As for most people, my 2020 was somewhat mixed! But I was glad to have the site to focus on. Here’s a quick recap on new DNA Painter releases this year, along with a summary of other activities.
January: Cluster Auto Painter improvements
The end of 2019 saw the release of the Cluster Auto Painter, an attempted first step on the path towards automated chromosome mapping. When you paint the segments associated with DNA matches who form clusters of shared matches, you can potentially get a head start on sorting your shared segments according the family lines you inherited them from.
Depending on which site the clusters are from, this can involve plucking two specific files from a large set. This is confusing, so it was important to tidy up this process and make it clearer to users what was needed. A blog post on the process is here.
February: Conferences, plus traits in chromosome maps
I had a dream about implementing traits in chromosome maps, so I decided to honour that dream by implementing it on the site. More info is in the introductory blog post here.
February also included two conferences: GGI Belfast and Rootstech 2020 in Salt Lake City, Utah.
DNA Painter had a conference show booth at Rootstech where I enjoyed meeting users. The booth was exceptionally busy for the entire show, and I was very grateful to be accompanied by the moderators of the DNA Painter Facebook Group, Patricia Coleman and Leisa Byrne.
March: Haplogroups in trees and the updated Shared cM Project
With conference commitments behind me, I was able to work on a long-standing request: integrating Y-DNA and mtDNA haplogroups in DNA Painter ancestral trees. Alongside the ‘mark as a genetic ancestor’ feature, this enables genealogists who are passionate about DNA to annotate their pedigree with DNA information alongside new ancestor discoveries. More info on this feature appears in this blog post.
The other big news in March was the updated Shared cM Project tool, released simultaneously with Blaine Bettinger’s updated Shared cM Project v 4.0. The updated tool includes histograms, allowing one-click access to this extremely useful graph of cM distribution for each relationship. More release notes are here.
April and May: What are the Odds?
In April and May I was consumed with developing the overhauled What are the Odds (WATO) v2. The main innovations in v2 are GEDCOM imports, updated odds, and the ability to ask WATO to suggest hypotheses automatically. There will be further updates in future to make WATO easier to grasp for new users, but this work feels like a big breakthrough!
June: WATO v2 release and webinar
June saw v2 of WATO finally released, and I gave a webinar at Legacy Family Webinars to introduce it.

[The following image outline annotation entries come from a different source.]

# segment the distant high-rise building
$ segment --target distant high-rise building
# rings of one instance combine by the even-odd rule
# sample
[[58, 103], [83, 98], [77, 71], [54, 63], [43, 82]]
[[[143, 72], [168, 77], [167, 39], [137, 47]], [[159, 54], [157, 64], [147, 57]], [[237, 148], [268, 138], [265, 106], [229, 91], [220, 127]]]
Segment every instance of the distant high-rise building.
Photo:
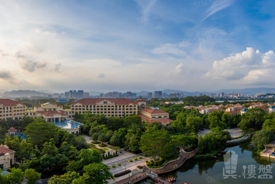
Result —
[[69, 98], [69, 92], [65, 92], [65, 98]]
[[84, 91], [83, 90], [79, 90], [77, 92], [78, 95], [76, 96], [76, 98], [83, 98], [83, 96], [84, 95]]
[[70, 90], [70, 91], [69, 92], [69, 98], [73, 98], [72, 94], [72, 90]]
[[75, 98], [76, 97], [76, 90], [74, 90], [73, 91], [73, 98]]
[[155, 91], [155, 94], [154, 96], [156, 98], [158, 98], [161, 96], [162, 95], [162, 92], [161, 91]]
[[151, 92], [147, 93], [147, 98], [152, 98], [152, 93]]

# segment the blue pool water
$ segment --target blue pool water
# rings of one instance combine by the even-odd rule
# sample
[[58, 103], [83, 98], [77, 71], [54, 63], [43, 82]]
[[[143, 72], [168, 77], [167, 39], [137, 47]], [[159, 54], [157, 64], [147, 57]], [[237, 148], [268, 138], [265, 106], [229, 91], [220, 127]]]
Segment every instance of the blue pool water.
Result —
[[51, 122], [54, 123], [55, 126], [59, 126], [62, 128], [68, 129], [77, 128], [78, 125], [81, 124], [80, 123], [71, 120], [68, 121], [68, 122], [64, 121]]
[[[29, 138], [28, 137], [27, 137], [27, 135], [26, 134], [16, 134], [15, 136], [16, 136], [16, 137], [18, 137], [19, 135], [20, 136], [20, 137], [21, 137], [21, 139], [28, 139], [28, 138]], [[11, 135], [11, 137], [12, 137], [13, 136], [14, 136], [14, 135]]]

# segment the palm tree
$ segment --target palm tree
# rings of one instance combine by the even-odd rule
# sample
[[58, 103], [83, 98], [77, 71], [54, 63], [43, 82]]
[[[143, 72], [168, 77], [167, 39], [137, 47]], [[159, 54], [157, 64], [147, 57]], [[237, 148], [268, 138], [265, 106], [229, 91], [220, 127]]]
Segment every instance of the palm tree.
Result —
[[98, 136], [99, 135], [97, 133], [94, 133], [92, 135], [92, 136], [91, 136], [91, 137], [92, 138], [92, 139], [94, 140], [95, 142], [96, 143], [98, 139]]
[[108, 139], [105, 134], [102, 133], [99, 135], [98, 137], [98, 140], [102, 142], [102, 144], [103, 144], [103, 142], [106, 142]]
[[116, 146], [119, 144], [120, 142], [120, 140], [119, 139], [119, 136], [116, 134], [115, 134], [111, 138], [110, 143], [111, 144], [114, 146]]

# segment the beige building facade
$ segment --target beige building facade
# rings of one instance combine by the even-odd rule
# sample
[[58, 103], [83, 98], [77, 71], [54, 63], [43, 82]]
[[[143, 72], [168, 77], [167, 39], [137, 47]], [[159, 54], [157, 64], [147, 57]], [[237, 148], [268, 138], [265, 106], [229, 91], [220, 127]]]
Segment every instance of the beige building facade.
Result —
[[0, 120], [21, 119], [25, 115], [26, 106], [9, 99], [0, 99]]
[[72, 114], [90, 111], [93, 114], [123, 117], [138, 114], [138, 104], [125, 98], [84, 98], [71, 104]]

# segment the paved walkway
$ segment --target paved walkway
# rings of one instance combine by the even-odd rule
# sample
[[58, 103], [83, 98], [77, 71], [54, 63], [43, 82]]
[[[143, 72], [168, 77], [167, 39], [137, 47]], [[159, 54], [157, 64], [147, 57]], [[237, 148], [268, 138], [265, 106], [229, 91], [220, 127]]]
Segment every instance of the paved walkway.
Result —
[[[230, 135], [231, 136], [234, 138], [242, 135], [242, 133], [239, 131], [240, 130], [240, 128], [237, 127], [231, 129], [225, 129], [223, 131], [228, 131], [230, 133]], [[201, 135], [202, 137], [203, 137], [206, 133], [210, 132], [210, 130], [209, 129], [204, 129], [204, 130], [199, 130], [199, 131], [200, 132], [198, 133]]]
[[[187, 154], [185, 154], [185, 155], [181, 156], [180, 157], [179, 159], [177, 160], [177, 164], [178, 164], [178, 167], [177, 167], [177, 168], [176, 168], [175, 169], [177, 168], [178, 167], [179, 167], [181, 166], [178, 165], [178, 164], [179, 164], [185, 158], [185, 157], [186, 156], [187, 156], [187, 157], [188, 157], [189, 156], [189, 155], [190, 155], [193, 153], [194, 152], [192, 152], [192, 153], [187, 153]], [[182, 164], [183, 164], [183, 163]], [[171, 162], [169, 162], [169, 163], [168, 163], [167, 164], [164, 166], [164, 167], [163, 167], [163, 168], [162, 168], [164, 169], [165, 168], [168, 168], [170, 167], [172, 167], [175, 165], [176, 165], [175, 160], [172, 161]], [[160, 174], [161, 173], [164, 173], [165, 172], [170, 172], [170, 171], [172, 171], [173, 170], [170, 170], [169, 171], [166, 171], [165, 172], [162, 172], [161, 173], [157, 173], [156, 174]], [[151, 170], [153, 172], [154, 172], [154, 171], [156, 171], [156, 170], [154, 170], [152, 169]], [[137, 177], [139, 177], [139, 176], [140, 176], [143, 175], [144, 175], [146, 173], [148, 173], [149, 172], [149, 170], [147, 170], [145, 171], [144, 171], [143, 172], [140, 172], [140, 173], [138, 173], [138, 174], [136, 175], [134, 175], [133, 176], [130, 176], [130, 180], [131, 180], [132, 179], [134, 179], [136, 178]], [[143, 179], [144, 179], [144, 178]], [[116, 182], [114, 183], [114, 184], [123, 184], [124, 183], [127, 182], [128, 182], [128, 181], [129, 181], [129, 178], [128, 178], [126, 179], [124, 179], [120, 180], [119, 181], [117, 182]], [[131, 183], [133, 183], [131, 182]]]

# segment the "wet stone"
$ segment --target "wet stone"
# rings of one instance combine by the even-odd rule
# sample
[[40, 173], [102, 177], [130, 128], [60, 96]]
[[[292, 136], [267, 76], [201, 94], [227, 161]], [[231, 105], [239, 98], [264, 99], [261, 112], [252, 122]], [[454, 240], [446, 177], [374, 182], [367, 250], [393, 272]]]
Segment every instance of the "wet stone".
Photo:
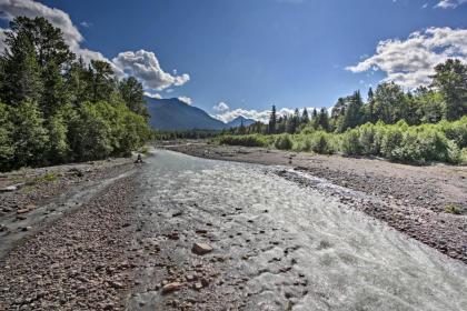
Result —
[[179, 282], [168, 283], [168, 284], [162, 287], [162, 294], [167, 294], [167, 293], [178, 291], [182, 287], [183, 287], [183, 284], [179, 283]]
[[202, 255], [212, 251], [212, 248], [206, 243], [195, 243], [191, 251], [196, 254]]

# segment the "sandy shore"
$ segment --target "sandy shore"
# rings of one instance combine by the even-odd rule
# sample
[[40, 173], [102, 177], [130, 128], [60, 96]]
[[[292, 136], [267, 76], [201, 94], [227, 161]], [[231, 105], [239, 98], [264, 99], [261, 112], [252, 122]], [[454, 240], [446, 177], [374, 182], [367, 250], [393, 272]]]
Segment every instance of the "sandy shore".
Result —
[[[342, 202], [387, 222], [393, 228], [467, 263], [467, 167], [415, 167], [385, 160], [187, 143], [165, 148], [217, 160], [291, 167], [297, 172], [368, 194], [340, 195]], [[284, 172], [304, 187], [312, 182]], [[455, 205], [461, 214], [447, 212]]]

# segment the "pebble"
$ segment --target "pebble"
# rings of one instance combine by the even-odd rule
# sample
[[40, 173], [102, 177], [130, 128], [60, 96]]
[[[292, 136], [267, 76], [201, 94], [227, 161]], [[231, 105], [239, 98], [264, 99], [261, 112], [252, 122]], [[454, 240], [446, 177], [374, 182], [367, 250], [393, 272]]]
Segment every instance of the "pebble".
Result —
[[193, 243], [191, 251], [196, 254], [202, 255], [212, 251], [212, 248], [206, 243]]

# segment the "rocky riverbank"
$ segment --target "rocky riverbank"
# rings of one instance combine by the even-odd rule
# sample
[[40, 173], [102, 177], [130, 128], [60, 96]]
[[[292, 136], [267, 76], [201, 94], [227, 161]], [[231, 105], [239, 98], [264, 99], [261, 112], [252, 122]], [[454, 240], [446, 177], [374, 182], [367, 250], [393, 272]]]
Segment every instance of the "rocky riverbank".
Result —
[[135, 190], [132, 175], [115, 180], [9, 252], [0, 310], [122, 310], [135, 268], [126, 255]]
[[367, 194], [336, 192], [346, 205], [387, 222], [440, 252], [467, 263], [467, 168], [444, 164], [414, 167], [378, 159], [312, 156], [264, 148], [188, 143], [166, 147], [187, 154], [285, 165], [287, 179], [316, 187], [300, 173]]

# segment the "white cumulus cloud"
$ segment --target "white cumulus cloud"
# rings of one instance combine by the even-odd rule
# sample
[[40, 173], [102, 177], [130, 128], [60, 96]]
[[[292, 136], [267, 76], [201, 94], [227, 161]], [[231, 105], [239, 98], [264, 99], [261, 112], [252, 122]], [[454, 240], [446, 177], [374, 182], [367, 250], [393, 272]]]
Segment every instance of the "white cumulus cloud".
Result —
[[193, 100], [189, 97], [178, 97], [178, 100], [185, 102], [186, 104], [193, 103]]
[[[63, 32], [63, 39], [69, 44], [70, 50], [82, 57], [86, 62], [91, 60], [107, 61], [112, 66], [117, 77], [122, 78], [127, 74], [132, 74], [146, 89], [159, 91], [171, 86], [180, 87], [190, 80], [187, 73], [177, 76], [177, 73], [170, 74], [165, 72], [156, 54], [150, 51], [121, 52], [113, 60], [109, 60], [98, 51], [81, 47], [81, 43], [85, 41], [83, 36], [73, 24], [70, 16], [62, 10], [49, 8], [32, 0], [0, 0], [0, 19], [11, 21], [20, 16], [46, 18]], [[81, 23], [83, 27], [89, 24], [87, 22]], [[0, 29], [0, 52], [6, 48], [2, 40], [4, 39], [4, 30]]]
[[467, 29], [428, 28], [413, 32], [406, 40], [380, 41], [374, 56], [346, 69], [381, 70], [387, 74], [385, 80], [413, 89], [428, 84], [434, 67], [448, 58], [467, 61]]
[[150, 51], [127, 51], [113, 58], [113, 63], [123, 72], [135, 76], [145, 88], [161, 91], [169, 87], [180, 87], [190, 80], [190, 76], [172, 76], [165, 72], [156, 54]]
[[155, 99], [162, 99], [162, 97], [159, 93], [153, 93], [153, 92], [145, 92], [145, 96], [149, 98], [155, 98]]
[[435, 6], [435, 8], [455, 9], [463, 3], [467, 3], [467, 0], [441, 0]]
[[[307, 110], [308, 110], [308, 114], [311, 116], [311, 111], [314, 110], [314, 108], [307, 107]], [[299, 111], [300, 113], [302, 113], [304, 109], [299, 109]], [[290, 116], [290, 114], [294, 114], [294, 112], [295, 112], [295, 109], [290, 109], [290, 108], [281, 108], [276, 111], [278, 117]], [[234, 110], [225, 111], [223, 113], [216, 114], [213, 117], [223, 122], [229, 122], [234, 120], [235, 118], [238, 118], [241, 116], [247, 119], [254, 119], [256, 121], [267, 123], [269, 121], [270, 113], [271, 113], [270, 110], [255, 110], [255, 109], [248, 110], [248, 109], [237, 108]]]
[[223, 101], [219, 102], [218, 104], [216, 104], [215, 107], [212, 107], [213, 110], [222, 112], [222, 111], [227, 111], [229, 110], [229, 106], [227, 103], [225, 103]]

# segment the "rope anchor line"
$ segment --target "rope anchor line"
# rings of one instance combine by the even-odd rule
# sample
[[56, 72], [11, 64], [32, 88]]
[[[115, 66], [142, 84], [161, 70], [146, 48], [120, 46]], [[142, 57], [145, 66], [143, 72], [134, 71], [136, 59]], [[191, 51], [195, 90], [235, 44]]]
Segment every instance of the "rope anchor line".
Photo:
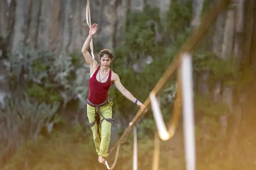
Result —
[[[195, 170], [195, 158], [194, 140], [194, 104], [193, 102], [193, 90], [192, 80], [192, 56], [189, 53], [201, 37], [209, 27], [210, 24], [214, 21], [221, 10], [230, 3], [230, 0], [222, 0], [216, 3], [208, 12], [202, 20], [200, 26], [195, 29], [190, 34], [186, 42], [181, 47], [180, 51], [174, 57], [172, 62], [170, 64], [165, 72], [163, 74], [160, 79], [156, 84], [153, 90], [150, 92], [149, 96], [145, 101], [144, 105], [146, 108], [151, 103], [152, 108], [153, 114], [155, 123], [157, 125], [157, 130], [158, 135], [155, 135], [155, 149], [153, 158], [153, 170], [158, 169], [159, 162], [159, 153], [160, 141], [158, 137], [162, 140], [167, 140], [173, 136], [176, 128], [178, 117], [180, 114], [181, 102], [180, 99], [182, 98], [183, 110], [183, 128], [184, 129], [184, 136], [185, 138], [185, 149], [186, 160], [187, 170]], [[91, 17], [90, 11], [89, 0], [87, 1], [86, 6], [86, 21], [88, 27], [91, 26]], [[94, 58], [92, 39], [90, 43], [90, 48], [93, 58]], [[186, 53], [185, 54], [183, 53]], [[170, 122], [168, 130], [167, 131], [162, 117], [162, 114], [156, 97], [156, 94], [160, 90], [161, 88], [165, 84], [168, 80], [174, 70], [180, 66], [181, 62], [181, 69], [179, 69], [178, 73], [178, 83], [177, 87], [177, 96], [174, 103], [174, 116]], [[182, 98], [181, 97], [181, 91], [183, 92]], [[129, 126], [125, 129], [125, 132], [121, 136], [118, 141], [112, 148], [108, 155], [105, 159], [105, 162], [107, 168], [113, 170], [117, 162], [119, 153], [120, 146], [121, 144], [125, 142], [128, 139], [131, 132], [132, 128], [133, 128], [134, 136], [136, 133], [136, 140], [134, 137], [134, 142], [133, 170], [137, 170], [137, 131], [136, 129], [136, 125], [143, 118], [146, 114], [143, 112], [141, 109], [139, 110], [137, 114], [129, 123]], [[139, 119], [139, 118], [141, 118]], [[157, 132], [156, 131], [156, 133]], [[110, 167], [107, 160], [111, 155], [114, 149], [117, 147], [114, 162], [112, 166]]]

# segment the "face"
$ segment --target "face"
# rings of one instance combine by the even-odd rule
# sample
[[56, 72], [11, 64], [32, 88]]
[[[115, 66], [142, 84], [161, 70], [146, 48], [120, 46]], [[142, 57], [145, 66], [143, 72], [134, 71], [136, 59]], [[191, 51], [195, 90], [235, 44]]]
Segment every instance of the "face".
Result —
[[101, 64], [104, 67], [107, 68], [109, 67], [111, 63], [111, 59], [110, 58], [104, 55], [101, 59]]

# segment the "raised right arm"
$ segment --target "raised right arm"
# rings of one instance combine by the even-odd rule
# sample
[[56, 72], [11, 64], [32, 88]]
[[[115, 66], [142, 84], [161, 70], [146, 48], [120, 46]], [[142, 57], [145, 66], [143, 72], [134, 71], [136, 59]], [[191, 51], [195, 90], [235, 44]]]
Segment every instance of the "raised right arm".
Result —
[[82, 53], [83, 54], [86, 63], [90, 66], [91, 68], [97, 68], [99, 65], [96, 61], [91, 57], [91, 55], [89, 53], [89, 47], [90, 47], [90, 44], [91, 40], [91, 39], [97, 31], [97, 24], [94, 24], [91, 26], [90, 31], [89, 31], [89, 35], [87, 37], [85, 41], [83, 47], [82, 48]]
[[90, 34], [88, 35], [82, 48], [82, 53], [83, 54], [85, 60], [85, 62], [86, 62], [87, 64], [90, 66], [92, 65], [94, 61], [93, 61], [94, 60], [91, 57], [88, 51], [90, 43], [93, 38], [93, 35], [90, 35]]

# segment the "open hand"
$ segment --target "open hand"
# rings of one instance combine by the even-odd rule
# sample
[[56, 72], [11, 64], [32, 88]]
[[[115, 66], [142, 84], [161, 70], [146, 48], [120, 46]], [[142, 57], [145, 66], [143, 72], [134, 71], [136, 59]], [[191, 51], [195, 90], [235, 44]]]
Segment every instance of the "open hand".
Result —
[[97, 27], [98, 25], [96, 24], [93, 24], [91, 26], [91, 27], [90, 29], [90, 31], [89, 31], [89, 35], [93, 35], [97, 32]]
[[[143, 104], [140, 102], [139, 101], [138, 101], [138, 102], [137, 102], [137, 105], [138, 105], [139, 107], [141, 108], [142, 111], [143, 111], [143, 110], [144, 110], [144, 109], [145, 109], [145, 106]], [[148, 109], [146, 108], [144, 111], [145, 111], [145, 112], [147, 112]]]

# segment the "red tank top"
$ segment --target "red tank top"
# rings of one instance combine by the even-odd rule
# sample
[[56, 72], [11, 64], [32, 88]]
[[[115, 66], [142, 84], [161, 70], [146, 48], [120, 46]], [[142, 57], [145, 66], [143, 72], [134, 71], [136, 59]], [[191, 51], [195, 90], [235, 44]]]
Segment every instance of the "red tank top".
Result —
[[107, 81], [101, 83], [97, 80], [96, 76], [100, 67], [100, 66], [98, 67], [89, 81], [88, 99], [94, 104], [99, 104], [107, 99], [108, 96], [108, 90], [111, 85], [111, 69], [110, 69]]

July and August: Tweaks and improvements
Over the summer I released some small improvements to existing functionality:
- You can now check a box in options to have the number of cMs in a match show on-screen whenever you have the chromosome expanded
- The bulk import process now omits duplicates more effectively
A new feature was also released: the inline segment editor allows you to edit segments directly within a table. This is available under the ‘all segment data’ report in the settings area (see this blog post for more info). In future this will be developed further so that you can select several segments and move them in bulk to a different group.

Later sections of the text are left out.